Earlier this month, it emerged that Walkers Crisps was trimming down the size of its multipacks, cutting the number of bags inside from 24 to 22. One thing that did not change, though, was the £3.50 price tag – a prime example of so-called "shrinkflation", where businesses reduce the size of certain products but charge the same as before.

"To prevent people from trading down, companies will be adopting those types of tactics," says Clive Black, an analyst at Shore Capital. "It's a sign of inflation."

Costs have been going up for months as a string of global problems batter the food market.

The price of cereals and oil have all been pushing higher. The Food and Agriculture Organisation of the UN's Dairy Price index was up 1.5pc between August and September, while its sugar price index was 53.5pc above a year earlier.

Alongside this, companies are paying higher prices for energy, making production lines more expensive to run, while staff shortages are forcing up the wages of factory workers and HGV drivers.

Mark Schneider, the boss of Nestlé, has said that the company is facing pressure from all sides. The size of Nestlé products such as KitKats and Smarties had to "be on the table", he told The Sunday Times. Pricing is also something Nestlé will have to consider. "While we are hedged for a little bit of time, some of that will need to be rolled forward to the final pricing," Schneider said.

Others have already made their move. KP has now reduced the weight of a £2.50 bag of peanuts from 250g to 225g. Meanwhile, crisp prices rose by 5.4pc across the board in the four weeks to September 5, according to the data company Kantar.

Discretionary purchases such as crisps and chocolate are more at risk of shrinkflation, as customers might simply opt not to buy them if the prices rise.

However, the practice may spread if inflation stays high. Heinz Beanz maker Kraft Heinz said over the weekend that it is suffering from high ingredient prices.

It is far from the first time that shrinkflation has reared its head. Mondelez infamously reduced the weight of Toblerone bars from 200g to 150g in 2016, later reversing the move after a backlash from customers.

A study from the Office for National Statistics in 2019 found that more than 200 products, mostly in the food and drink industry, had been affected by shrinkflation between 2015 and 2017. In just over two thirds of cases, the price stayed the same. In almost 15pc of cases, the price increased.

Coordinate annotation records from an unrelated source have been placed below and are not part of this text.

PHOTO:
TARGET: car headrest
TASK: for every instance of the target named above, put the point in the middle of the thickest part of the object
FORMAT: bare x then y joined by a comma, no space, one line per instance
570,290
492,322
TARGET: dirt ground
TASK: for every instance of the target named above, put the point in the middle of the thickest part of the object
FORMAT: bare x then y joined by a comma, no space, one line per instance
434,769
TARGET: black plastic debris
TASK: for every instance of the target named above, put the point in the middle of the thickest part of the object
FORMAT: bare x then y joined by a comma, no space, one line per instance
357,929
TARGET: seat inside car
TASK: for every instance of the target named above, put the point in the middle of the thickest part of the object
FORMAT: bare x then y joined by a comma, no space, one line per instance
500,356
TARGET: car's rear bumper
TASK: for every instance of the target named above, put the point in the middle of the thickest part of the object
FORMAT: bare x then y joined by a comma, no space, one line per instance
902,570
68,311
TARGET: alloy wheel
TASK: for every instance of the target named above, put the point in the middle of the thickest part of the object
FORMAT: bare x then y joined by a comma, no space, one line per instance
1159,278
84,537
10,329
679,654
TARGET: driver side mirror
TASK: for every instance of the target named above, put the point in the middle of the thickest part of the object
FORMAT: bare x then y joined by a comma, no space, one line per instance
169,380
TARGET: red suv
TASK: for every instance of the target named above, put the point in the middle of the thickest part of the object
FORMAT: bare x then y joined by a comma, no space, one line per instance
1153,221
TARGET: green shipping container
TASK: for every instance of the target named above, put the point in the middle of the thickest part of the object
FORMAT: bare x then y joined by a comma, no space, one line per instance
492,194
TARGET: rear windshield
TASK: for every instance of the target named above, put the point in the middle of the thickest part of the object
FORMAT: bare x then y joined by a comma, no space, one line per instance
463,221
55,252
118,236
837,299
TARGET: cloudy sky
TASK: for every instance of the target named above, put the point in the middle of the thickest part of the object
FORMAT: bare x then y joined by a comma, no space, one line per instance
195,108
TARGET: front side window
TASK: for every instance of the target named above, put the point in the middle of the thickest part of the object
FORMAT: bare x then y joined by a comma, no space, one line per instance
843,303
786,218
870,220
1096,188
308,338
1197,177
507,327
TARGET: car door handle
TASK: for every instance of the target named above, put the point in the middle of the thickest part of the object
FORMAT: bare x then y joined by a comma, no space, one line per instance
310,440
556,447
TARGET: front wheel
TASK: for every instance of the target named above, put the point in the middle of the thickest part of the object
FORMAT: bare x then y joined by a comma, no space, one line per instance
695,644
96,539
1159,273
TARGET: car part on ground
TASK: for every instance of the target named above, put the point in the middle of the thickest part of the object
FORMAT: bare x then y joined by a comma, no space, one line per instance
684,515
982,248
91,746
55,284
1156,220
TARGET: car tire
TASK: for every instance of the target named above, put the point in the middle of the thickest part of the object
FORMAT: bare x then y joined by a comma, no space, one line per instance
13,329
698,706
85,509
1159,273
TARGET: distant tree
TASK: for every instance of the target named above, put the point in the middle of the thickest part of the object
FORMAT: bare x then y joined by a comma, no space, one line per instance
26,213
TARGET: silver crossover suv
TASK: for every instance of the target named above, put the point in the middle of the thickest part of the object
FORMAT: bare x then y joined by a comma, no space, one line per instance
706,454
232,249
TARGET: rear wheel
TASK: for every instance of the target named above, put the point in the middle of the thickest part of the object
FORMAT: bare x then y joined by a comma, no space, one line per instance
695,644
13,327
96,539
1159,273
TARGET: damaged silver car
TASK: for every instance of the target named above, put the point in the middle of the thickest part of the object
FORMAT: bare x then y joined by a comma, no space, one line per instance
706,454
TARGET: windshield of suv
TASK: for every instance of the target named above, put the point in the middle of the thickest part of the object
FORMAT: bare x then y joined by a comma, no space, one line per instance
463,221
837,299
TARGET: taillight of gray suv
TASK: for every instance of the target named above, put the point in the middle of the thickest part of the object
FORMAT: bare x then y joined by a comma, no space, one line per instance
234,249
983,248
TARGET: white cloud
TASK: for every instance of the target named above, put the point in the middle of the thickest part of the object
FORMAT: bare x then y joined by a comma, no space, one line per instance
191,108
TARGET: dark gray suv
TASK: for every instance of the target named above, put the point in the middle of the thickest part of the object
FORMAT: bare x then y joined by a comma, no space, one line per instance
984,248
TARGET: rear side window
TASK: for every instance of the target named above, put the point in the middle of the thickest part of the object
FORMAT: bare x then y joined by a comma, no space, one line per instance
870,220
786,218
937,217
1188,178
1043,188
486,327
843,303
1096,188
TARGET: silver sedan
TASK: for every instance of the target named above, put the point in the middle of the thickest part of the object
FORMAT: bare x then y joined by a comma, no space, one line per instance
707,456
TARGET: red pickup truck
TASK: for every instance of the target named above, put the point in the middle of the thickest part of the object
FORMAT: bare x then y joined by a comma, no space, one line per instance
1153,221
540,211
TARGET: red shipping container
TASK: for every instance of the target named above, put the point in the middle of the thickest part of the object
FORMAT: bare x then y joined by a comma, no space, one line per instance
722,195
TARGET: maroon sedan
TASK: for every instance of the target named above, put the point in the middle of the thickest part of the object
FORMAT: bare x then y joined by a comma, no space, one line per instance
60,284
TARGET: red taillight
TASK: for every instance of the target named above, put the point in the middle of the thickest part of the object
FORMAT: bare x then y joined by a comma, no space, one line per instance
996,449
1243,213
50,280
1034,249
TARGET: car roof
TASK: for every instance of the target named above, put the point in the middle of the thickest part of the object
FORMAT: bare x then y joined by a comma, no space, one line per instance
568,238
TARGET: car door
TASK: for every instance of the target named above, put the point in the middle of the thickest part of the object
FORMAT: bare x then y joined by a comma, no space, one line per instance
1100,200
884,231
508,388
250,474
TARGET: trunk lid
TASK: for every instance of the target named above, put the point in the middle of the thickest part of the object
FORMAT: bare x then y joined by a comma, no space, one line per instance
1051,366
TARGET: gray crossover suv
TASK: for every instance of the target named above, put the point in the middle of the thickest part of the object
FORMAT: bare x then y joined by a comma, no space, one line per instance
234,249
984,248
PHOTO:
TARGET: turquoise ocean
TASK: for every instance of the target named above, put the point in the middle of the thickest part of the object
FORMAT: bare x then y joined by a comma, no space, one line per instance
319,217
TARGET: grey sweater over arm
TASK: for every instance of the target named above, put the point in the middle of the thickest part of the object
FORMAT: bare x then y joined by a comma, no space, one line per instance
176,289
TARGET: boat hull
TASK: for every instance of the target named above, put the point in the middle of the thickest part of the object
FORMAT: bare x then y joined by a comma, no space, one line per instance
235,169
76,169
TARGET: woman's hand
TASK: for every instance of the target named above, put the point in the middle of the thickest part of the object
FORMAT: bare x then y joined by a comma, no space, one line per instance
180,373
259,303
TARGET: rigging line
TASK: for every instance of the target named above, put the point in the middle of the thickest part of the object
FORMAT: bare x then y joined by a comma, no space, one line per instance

Mark Jones, a food-and-drink expert at Gordons law firm, says the phenomenon "came about because there was increased pressure on prices in the grocery market, packaged food businesses were having a difficult time in growing their volumes and consumers were more sensitive to prices". Jones says that there are similar pressures now.

Heinz baked beans at a store in central London - ANDY RAIN /EPA
Heinz baked beans at a store in central London - ANDY RAIN /EPA

Before Covid hit, many consumers were turning to more non-branded products and trading down to get better value. All this had been driving huge sales upticks at the likes of Aldi and Lidl, which have more own-brand goods, whereas some of the larger food manufacturers had struggled to generate growth.

"But then we got to 2020 and Nestlé reported its highest organic growth in five years," says Jones. "I think all these companies saw their heydays during Covid-19 because we were all very comfortable to reach for safe branded products, packaged food, and long shelf life." Now, as Covid restrictions ease, more people are returning to normal shopping patterns.

Shrinkflation may be a subject which causes frustration among customers – with a third of us saying they stopped buying a product altogether after it got smaller – but, experts say, consumer favourites may get smaller without their fans even noticing.

"It does come down to the degree of price recognition that people have for certain foods," says Black.

"Sometimes, people wouldn't notice the prices going up or not. I think I'm in a reasonably sized club that thinks Mars bars used to be much bigger, digestive biscuits used to be much bigger, so the room for shrinkflation might be less than some might think."